Here we are again, Ruth Davidson, ever the champion of sticking to the day job, has given a speech on the economy this evening at Glasgow University. Her press team informed journalists in advance that she wouldn’t be answering questions or giving any interviews. So far, so the very same as last time and the time before. As an elected politician, it is incumbent on you to be able to not just articulate your position to the public but to defend it when subjected to scrutiny. This is the very essence of politics and the fact that the Leader of the Opposition in the Scottish Parliament is allowed to blithely stage manage event after event in this way, without the slightest scintilla of media dissent speaks volumes for the state of the media in Scotland.

Far from there being an outcry in the Herald, Scotsman or Record, or indeed from the myriad BBC journalists encamped at Pacific Quay, it is left to Channel 4’s Ciaran Jenkins to act as the conscience of his profession. He tweeted that it was important that we knew they had tried. This in itself would seem quite an innocuous comment until you delve into the reasons why he thinks it is important that we know they tried.

He knows and we know that there is an incredible disconnect between the mainstream broadcast and print media in Scotland and the lived experiences of her people. There is a marked reluctance within their ranks to ever describe anything the SNP have done in Government in a positive light, with the Sun going as far as to meticulously set a baby box ablaze in order to attempt to discredit a popular and credit-worthy idea that has an important principle at it’s core, the idea that every child should get a good start in life regardless of the financial circumstances of the parents.

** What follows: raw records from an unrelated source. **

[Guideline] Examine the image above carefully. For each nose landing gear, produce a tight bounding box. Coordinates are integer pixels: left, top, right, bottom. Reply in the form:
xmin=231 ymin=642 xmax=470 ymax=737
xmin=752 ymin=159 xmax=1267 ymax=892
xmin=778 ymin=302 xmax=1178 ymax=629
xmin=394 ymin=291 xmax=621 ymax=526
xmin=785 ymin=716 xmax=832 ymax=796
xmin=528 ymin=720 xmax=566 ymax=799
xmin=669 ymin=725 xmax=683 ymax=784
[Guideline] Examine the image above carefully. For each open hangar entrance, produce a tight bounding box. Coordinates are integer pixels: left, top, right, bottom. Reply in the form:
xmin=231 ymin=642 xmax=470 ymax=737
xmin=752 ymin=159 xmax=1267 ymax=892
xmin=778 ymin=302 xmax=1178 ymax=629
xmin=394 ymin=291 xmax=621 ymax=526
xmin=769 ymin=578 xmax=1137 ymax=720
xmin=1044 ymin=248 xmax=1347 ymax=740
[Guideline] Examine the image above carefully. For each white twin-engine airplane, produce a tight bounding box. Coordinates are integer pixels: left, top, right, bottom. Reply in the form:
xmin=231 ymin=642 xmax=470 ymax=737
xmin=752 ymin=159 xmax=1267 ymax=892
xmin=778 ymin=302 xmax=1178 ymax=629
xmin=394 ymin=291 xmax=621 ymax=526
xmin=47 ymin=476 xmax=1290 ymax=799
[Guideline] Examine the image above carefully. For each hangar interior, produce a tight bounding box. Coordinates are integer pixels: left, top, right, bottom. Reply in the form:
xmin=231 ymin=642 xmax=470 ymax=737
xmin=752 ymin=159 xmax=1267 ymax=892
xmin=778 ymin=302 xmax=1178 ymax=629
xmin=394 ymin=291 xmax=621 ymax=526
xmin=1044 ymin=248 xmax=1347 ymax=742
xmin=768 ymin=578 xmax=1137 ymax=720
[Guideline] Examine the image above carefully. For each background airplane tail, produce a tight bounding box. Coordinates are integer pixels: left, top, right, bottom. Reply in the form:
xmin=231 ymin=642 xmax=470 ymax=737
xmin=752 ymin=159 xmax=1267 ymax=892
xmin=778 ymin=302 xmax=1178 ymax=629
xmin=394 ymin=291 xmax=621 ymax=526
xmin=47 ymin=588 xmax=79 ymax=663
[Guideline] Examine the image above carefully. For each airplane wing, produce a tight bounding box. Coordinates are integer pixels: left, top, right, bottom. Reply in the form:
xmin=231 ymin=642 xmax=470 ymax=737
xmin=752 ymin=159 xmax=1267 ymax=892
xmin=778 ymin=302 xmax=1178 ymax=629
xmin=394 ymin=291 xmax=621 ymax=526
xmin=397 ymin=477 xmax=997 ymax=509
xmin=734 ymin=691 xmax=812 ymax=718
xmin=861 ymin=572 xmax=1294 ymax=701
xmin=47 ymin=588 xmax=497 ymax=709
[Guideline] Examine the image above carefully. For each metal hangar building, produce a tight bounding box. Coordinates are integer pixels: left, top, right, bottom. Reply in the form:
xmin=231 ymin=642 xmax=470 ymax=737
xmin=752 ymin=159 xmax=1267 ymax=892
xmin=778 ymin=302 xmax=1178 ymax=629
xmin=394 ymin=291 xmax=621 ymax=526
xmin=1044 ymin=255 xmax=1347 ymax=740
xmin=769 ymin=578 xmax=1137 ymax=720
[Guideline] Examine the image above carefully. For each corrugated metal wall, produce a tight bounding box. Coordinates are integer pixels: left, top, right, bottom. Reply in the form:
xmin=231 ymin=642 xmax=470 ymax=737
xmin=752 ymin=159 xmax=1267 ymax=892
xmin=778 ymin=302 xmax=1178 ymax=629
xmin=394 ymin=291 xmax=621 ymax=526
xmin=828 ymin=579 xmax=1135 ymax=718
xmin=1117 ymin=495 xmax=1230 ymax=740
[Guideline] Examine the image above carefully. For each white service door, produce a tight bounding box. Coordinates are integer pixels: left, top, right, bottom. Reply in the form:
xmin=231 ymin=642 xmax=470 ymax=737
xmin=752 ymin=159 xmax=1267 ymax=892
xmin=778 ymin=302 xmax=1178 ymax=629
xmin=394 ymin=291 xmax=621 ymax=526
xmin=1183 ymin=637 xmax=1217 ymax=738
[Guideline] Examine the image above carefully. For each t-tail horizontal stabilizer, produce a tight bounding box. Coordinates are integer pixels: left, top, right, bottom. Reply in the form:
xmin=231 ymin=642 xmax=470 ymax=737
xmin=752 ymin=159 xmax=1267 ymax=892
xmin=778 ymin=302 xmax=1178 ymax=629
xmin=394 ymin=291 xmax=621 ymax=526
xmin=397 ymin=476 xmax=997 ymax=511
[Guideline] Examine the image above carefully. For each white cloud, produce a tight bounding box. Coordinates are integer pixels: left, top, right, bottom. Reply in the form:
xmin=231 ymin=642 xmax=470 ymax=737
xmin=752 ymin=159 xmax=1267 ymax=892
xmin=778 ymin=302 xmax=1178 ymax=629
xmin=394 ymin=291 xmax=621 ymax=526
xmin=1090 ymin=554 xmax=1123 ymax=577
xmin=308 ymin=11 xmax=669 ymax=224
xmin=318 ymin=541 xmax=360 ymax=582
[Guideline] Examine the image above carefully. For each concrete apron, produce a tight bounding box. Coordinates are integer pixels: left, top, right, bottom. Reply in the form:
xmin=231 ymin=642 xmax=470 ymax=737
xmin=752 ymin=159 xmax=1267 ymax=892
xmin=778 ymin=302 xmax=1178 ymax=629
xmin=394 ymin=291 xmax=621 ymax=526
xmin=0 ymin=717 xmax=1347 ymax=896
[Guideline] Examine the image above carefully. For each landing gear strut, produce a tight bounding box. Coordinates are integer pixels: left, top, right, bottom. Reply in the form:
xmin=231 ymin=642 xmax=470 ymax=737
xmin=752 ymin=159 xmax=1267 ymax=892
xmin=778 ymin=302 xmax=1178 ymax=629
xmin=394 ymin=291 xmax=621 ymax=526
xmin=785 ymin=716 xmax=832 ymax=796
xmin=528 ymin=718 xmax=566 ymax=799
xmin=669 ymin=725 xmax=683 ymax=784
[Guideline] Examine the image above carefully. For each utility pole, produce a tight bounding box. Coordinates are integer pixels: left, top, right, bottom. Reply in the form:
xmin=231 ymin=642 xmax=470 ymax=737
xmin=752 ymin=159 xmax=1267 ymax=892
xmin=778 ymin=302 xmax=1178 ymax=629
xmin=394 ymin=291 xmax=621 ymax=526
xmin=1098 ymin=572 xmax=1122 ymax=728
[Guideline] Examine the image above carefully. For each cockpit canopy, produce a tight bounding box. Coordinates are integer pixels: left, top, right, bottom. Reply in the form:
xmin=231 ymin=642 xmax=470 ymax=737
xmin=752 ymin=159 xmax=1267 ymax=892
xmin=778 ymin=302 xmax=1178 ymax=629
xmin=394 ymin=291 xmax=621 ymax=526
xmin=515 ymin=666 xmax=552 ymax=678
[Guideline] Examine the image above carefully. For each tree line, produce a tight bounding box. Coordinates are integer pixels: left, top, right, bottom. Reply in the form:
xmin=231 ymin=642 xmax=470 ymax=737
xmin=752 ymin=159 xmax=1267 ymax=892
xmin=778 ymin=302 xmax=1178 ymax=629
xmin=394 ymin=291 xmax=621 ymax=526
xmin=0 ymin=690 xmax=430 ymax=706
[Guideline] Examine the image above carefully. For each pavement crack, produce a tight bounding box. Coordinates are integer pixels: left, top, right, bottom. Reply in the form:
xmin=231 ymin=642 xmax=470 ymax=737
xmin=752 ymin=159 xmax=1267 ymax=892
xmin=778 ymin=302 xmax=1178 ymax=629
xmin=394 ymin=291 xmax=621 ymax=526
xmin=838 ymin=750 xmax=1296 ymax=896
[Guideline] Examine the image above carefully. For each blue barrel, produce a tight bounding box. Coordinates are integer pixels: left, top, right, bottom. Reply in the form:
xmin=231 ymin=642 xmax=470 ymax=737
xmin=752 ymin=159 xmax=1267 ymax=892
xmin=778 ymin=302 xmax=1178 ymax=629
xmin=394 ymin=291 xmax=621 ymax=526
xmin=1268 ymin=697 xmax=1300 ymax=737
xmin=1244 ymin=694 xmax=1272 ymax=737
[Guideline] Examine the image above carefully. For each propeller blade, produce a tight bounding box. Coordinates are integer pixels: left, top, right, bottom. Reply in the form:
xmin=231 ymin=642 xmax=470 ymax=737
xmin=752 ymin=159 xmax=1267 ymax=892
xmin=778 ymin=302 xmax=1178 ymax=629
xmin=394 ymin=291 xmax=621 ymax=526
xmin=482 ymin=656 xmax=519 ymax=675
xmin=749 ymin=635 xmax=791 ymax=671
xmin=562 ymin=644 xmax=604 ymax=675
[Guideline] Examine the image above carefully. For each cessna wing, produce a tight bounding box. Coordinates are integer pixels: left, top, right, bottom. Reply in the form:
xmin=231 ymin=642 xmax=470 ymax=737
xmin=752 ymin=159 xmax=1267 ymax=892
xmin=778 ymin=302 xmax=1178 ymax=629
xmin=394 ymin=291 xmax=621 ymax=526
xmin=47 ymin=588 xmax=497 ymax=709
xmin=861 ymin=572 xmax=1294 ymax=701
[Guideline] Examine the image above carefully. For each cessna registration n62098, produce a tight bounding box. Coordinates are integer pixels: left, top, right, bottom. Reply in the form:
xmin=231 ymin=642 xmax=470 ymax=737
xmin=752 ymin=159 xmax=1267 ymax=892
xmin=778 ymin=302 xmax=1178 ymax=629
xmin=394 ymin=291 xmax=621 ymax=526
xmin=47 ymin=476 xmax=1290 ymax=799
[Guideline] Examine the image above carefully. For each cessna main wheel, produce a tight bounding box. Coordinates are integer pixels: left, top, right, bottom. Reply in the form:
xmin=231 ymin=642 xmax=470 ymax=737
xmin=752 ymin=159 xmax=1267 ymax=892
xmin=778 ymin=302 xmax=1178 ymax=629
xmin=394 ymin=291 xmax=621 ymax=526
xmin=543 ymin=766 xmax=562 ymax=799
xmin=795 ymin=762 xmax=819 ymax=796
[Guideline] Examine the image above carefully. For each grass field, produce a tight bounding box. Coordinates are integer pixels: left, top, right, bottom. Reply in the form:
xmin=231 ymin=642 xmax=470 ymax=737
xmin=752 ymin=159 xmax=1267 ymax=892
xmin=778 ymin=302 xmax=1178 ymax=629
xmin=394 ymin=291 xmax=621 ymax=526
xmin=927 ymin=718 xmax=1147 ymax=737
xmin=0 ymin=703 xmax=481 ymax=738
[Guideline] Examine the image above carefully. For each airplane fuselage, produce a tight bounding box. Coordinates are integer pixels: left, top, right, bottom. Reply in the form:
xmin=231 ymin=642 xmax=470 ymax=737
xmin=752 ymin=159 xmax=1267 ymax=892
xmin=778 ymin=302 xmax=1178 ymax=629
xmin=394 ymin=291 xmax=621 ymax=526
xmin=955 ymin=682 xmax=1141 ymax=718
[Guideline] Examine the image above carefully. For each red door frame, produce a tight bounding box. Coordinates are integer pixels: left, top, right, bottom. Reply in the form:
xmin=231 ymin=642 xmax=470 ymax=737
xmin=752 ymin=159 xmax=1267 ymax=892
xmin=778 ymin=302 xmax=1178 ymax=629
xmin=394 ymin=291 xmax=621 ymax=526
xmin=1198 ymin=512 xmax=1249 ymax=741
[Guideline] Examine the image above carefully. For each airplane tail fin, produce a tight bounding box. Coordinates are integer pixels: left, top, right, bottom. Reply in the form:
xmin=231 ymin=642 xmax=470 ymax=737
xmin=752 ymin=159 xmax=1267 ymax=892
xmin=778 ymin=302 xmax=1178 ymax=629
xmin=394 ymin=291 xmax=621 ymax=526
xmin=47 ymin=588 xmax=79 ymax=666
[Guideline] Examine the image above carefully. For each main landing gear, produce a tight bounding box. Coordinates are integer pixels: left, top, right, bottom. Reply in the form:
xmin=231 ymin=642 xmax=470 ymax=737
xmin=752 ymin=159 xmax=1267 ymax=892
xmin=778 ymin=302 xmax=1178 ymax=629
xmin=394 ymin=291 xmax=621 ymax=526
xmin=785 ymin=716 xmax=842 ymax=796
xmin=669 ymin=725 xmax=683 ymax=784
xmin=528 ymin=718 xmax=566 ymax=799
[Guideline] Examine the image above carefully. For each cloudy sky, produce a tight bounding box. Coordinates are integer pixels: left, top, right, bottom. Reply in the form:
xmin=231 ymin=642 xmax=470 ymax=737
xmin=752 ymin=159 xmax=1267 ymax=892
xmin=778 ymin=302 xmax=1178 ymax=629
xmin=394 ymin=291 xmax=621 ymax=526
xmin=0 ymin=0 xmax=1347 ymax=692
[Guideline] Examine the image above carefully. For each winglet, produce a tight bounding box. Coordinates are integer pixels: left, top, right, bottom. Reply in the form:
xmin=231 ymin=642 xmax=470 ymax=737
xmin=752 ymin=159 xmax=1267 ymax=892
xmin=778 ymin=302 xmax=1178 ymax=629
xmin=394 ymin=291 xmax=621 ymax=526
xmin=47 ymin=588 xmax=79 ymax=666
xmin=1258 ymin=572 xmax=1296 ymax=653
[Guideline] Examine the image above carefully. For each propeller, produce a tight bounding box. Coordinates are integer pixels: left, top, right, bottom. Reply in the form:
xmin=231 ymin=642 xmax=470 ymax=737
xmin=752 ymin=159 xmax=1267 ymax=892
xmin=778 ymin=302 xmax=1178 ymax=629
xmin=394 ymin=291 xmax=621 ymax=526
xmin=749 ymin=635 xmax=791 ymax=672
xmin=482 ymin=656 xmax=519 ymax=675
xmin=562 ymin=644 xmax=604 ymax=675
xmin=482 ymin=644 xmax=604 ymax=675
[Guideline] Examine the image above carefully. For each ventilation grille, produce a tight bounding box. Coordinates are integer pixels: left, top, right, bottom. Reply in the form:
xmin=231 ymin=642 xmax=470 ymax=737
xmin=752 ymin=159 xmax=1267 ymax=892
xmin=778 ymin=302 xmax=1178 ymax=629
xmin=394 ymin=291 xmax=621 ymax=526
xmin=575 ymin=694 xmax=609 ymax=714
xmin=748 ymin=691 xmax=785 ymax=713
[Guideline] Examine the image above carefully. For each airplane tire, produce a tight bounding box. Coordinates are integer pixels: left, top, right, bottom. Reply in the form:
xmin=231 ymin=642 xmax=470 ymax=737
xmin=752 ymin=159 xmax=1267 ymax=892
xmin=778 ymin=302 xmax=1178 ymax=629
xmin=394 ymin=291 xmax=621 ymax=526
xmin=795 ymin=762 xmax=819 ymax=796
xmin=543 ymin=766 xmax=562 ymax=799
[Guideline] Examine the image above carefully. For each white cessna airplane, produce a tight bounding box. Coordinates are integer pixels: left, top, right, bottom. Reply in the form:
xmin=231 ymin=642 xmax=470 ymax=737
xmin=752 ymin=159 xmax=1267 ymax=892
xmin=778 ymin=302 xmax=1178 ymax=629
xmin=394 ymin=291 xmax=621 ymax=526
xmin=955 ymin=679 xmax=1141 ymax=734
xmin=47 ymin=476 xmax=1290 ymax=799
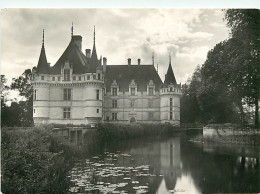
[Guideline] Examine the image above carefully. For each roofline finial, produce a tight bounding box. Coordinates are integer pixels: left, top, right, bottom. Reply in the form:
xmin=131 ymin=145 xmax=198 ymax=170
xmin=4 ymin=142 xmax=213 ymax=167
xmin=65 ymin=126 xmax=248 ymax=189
xmin=169 ymin=51 xmax=172 ymax=65
xmin=94 ymin=26 xmax=96 ymax=44
xmin=42 ymin=29 xmax=44 ymax=46
xmin=71 ymin=22 xmax=73 ymax=38
xmin=152 ymin=51 xmax=154 ymax=65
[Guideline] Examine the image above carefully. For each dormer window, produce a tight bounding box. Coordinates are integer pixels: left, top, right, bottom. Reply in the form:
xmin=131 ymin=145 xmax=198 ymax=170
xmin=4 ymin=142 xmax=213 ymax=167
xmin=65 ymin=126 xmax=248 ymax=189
xmin=147 ymin=80 xmax=155 ymax=96
xmin=64 ymin=69 xmax=70 ymax=81
xmin=148 ymin=88 xmax=154 ymax=96
xmin=129 ymin=80 xmax=137 ymax=96
xmin=112 ymin=88 xmax=117 ymax=96
xmin=111 ymin=80 xmax=119 ymax=96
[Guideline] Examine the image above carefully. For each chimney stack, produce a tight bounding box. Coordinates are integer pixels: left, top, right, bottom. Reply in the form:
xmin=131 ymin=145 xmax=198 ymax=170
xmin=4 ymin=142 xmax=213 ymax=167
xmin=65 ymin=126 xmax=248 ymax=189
xmin=127 ymin=58 xmax=131 ymax=66
xmin=85 ymin=49 xmax=91 ymax=58
xmin=137 ymin=59 xmax=141 ymax=65
xmin=71 ymin=35 xmax=82 ymax=51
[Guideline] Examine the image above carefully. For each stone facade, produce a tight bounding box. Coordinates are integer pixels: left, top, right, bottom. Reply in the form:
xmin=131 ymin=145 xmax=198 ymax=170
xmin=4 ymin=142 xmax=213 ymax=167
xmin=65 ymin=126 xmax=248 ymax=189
xmin=32 ymin=28 xmax=181 ymax=125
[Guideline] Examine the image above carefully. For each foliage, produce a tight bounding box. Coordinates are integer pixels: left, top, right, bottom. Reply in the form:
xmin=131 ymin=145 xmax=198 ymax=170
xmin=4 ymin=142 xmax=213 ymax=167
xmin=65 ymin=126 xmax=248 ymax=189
xmin=225 ymin=9 xmax=260 ymax=127
xmin=1 ymin=127 xmax=71 ymax=193
xmin=1 ymin=69 xmax=33 ymax=127
xmin=181 ymin=9 xmax=260 ymax=127
xmin=1 ymin=75 xmax=9 ymax=108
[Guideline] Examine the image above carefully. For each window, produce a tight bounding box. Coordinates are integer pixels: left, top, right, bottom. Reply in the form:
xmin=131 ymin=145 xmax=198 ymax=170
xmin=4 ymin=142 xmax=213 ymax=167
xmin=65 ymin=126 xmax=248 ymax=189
xmin=130 ymin=88 xmax=135 ymax=96
xmin=112 ymin=88 xmax=117 ymax=96
xmin=64 ymin=69 xmax=70 ymax=81
xmin=148 ymin=88 xmax=153 ymax=96
xmin=34 ymin=90 xmax=37 ymax=100
xmin=131 ymin=100 xmax=135 ymax=108
xmin=63 ymin=88 xmax=71 ymax=100
xmin=148 ymin=100 xmax=153 ymax=108
xmin=112 ymin=113 xmax=117 ymax=121
xmin=63 ymin=107 xmax=70 ymax=119
xmin=148 ymin=112 xmax=153 ymax=120
xmin=96 ymin=90 xmax=99 ymax=100
xmin=112 ymin=100 xmax=117 ymax=108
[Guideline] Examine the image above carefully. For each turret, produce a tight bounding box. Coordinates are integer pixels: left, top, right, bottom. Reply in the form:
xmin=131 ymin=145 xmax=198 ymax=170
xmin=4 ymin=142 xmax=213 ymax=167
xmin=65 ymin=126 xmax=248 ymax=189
xmin=37 ymin=30 xmax=50 ymax=74
xmin=160 ymin=56 xmax=181 ymax=125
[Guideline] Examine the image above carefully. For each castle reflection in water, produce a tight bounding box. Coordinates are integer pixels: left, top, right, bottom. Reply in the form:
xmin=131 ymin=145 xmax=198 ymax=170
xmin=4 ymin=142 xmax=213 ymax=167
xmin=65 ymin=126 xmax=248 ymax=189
xmin=104 ymin=136 xmax=260 ymax=193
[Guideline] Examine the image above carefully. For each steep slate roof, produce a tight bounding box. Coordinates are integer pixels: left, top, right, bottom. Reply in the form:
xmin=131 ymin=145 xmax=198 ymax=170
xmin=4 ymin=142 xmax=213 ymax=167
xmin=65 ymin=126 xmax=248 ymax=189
xmin=51 ymin=39 xmax=90 ymax=75
xmin=105 ymin=65 xmax=162 ymax=91
xmin=37 ymin=43 xmax=50 ymax=74
xmin=163 ymin=62 xmax=177 ymax=87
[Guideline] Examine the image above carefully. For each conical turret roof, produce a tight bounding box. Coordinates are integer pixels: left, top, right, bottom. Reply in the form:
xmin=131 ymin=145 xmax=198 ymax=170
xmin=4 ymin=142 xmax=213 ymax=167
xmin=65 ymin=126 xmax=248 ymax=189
xmin=163 ymin=55 xmax=177 ymax=87
xmin=37 ymin=31 xmax=50 ymax=74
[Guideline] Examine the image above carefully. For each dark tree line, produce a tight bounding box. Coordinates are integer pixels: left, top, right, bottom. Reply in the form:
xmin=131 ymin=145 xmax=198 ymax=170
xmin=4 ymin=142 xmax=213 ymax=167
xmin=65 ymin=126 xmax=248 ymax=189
xmin=1 ymin=69 xmax=33 ymax=127
xmin=181 ymin=9 xmax=260 ymax=128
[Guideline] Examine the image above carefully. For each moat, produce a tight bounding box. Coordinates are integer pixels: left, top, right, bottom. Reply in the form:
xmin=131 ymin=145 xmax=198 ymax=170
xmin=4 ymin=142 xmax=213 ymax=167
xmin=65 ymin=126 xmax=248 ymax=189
xmin=69 ymin=133 xmax=260 ymax=193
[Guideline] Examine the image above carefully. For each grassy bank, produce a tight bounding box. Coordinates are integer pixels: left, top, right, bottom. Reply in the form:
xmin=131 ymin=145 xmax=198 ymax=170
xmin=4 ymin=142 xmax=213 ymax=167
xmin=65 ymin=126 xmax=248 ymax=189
xmin=191 ymin=135 xmax=260 ymax=146
xmin=1 ymin=126 xmax=79 ymax=193
xmin=98 ymin=123 xmax=180 ymax=142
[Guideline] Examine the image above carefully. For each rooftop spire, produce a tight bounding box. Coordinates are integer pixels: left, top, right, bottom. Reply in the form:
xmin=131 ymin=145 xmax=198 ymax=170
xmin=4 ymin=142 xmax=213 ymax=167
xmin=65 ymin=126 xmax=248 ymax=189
xmin=164 ymin=54 xmax=177 ymax=86
xmin=169 ymin=52 xmax=172 ymax=65
xmin=152 ymin=51 xmax=154 ymax=65
xmin=91 ymin=26 xmax=100 ymax=70
xmin=71 ymin=22 xmax=73 ymax=38
xmin=42 ymin=29 xmax=44 ymax=46
xmin=94 ymin=26 xmax=96 ymax=45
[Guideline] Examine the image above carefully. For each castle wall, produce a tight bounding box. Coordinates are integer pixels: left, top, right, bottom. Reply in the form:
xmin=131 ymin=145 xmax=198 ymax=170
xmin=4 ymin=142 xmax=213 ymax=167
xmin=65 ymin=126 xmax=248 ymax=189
xmin=104 ymin=91 xmax=160 ymax=123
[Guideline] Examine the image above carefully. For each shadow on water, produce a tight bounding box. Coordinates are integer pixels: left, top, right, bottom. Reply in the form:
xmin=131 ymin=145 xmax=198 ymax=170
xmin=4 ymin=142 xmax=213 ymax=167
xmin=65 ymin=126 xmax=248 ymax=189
xmin=70 ymin=133 xmax=260 ymax=193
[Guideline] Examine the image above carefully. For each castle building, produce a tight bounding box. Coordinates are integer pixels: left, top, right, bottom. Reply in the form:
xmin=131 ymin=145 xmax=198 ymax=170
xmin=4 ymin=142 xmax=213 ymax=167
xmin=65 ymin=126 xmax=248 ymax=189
xmin=32 ymin=27 xmax=181 ymax=125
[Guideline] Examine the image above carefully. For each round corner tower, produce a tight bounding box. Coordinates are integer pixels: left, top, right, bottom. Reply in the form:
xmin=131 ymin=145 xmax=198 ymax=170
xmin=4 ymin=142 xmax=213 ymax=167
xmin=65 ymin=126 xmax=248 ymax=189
xmin=160 ymin=58 xmax=181 ymax=126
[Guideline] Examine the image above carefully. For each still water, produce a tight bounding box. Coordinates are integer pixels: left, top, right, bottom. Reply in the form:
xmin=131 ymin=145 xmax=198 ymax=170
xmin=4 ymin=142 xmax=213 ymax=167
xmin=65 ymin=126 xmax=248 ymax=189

The mainstream media in Scotland, and I use this term very deliberately, rather than the “Scottish media”, simply does not portray the reality of everyday life any more. Their fingers have slipped from the pulse of the country to her pockets, desperately trying to grasp some more money before their day is done. It is unrealistic to expect people to pay to support a media that is at odds with their aspirations, and which seems to believe that attacking the most popular political party in Scotland is the way to sell papers. Even the once trusted Sunday Herald has lost it’s sheen, with the lamentations of their journalists filling both the paper and their twitter feeds after completely deserved criticism for a woefully thought out front page that appeared to belittle the Yes movement. It was all rather Ratner-esque to behold. No business makes money by bellowing loudly and obnoxiously that their customers are the ones who are wrong.

I would encourage Yes supporters to give financial support to new media and in particular to the likes of Phantom Power who has recently launched an ambitious film project. This is where the future lies, not the noisily bleating mainstream media.